Nilla and I have come a long way in the year and a half I've known her. I've documented some of this before in the Nilla tab, but wanted to do a more complete look back at this transformation.
This was Nilla is January of 2014:
I remember sharing her ad with my husband and him asking why I wanted to go look at a yak. She looks so bad I almost wonder if the sellers didn't actually want to sell her.
She was cuter in person, but her training was pretty spotty/nearly nonexistent. The owners literally tied a piece of bailing twine through the bit and around her nose to keep her from putting her tongue over the bit.
I bought her and brought her home in March. The only saddle we could find that fit her was a western saddle. Her coat was equivalent to a brillow pad and she still looked a lot like a yak.
By June, I had found an english saddle for her and figured out that a double hackamore bridle allowed me to both steer and stop her.
Quality food with the addition of oil, biotin, worming, and grooming produced a softer, golden coat.
She spent September working with a driving trainer who got her to better accept a bit and to lunge.
She also got some training from the seasonal trainer at our barn that fall. I have no pictures from this time. I started this blog around then as I realized I was doing a terrible job of recording our training and transformation.
This is what she looked like in December, 2014.
In January we started lessons with a new trainer.
This was sometimes more successful than other times. February, 2015:
We also got a trailer and started doing a lot of trail riding over the winter and spring. I introduced a treeless saddle in March to do trail rides in.
In April of 2015, we attended a Mule Dressage Clinic:
And I left Nilla there for a month for some much needed training. By May, she looked like this:
At the beginning of June, she was still improving her connection with the bit.
At the end of June, I finally determined that I needed regular lessons with a new trainer and started riding with a Gold Medal Winning dressage trainer.

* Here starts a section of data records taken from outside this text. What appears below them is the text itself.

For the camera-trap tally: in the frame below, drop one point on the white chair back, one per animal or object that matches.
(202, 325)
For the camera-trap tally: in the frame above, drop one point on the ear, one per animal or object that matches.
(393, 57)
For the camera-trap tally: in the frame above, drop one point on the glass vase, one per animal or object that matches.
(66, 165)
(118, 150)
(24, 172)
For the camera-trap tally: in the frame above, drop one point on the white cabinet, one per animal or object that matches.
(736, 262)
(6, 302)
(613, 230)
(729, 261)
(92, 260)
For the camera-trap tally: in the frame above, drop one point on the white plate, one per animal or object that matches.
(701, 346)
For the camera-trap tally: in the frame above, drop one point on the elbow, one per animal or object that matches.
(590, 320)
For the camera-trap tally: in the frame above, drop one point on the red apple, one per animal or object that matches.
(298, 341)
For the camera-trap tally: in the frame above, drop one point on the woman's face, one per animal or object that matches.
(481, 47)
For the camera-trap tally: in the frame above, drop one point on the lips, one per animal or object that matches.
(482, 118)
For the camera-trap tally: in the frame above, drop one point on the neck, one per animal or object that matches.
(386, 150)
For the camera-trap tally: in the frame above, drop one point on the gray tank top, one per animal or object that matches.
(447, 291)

She got us cantering.
She was also High Point Champion at a local schooling show.
And by July, we are consistently on the bit and really starting to actually get things done in the arena.
The transformation in just the last few months is amazing, but it honestly shocks me looking at these pictures to think of not just her training transition, but the physical transformation she has undergone. Her appearance and even her conformation have changed so much as well. She really doesn't even look like the same mule.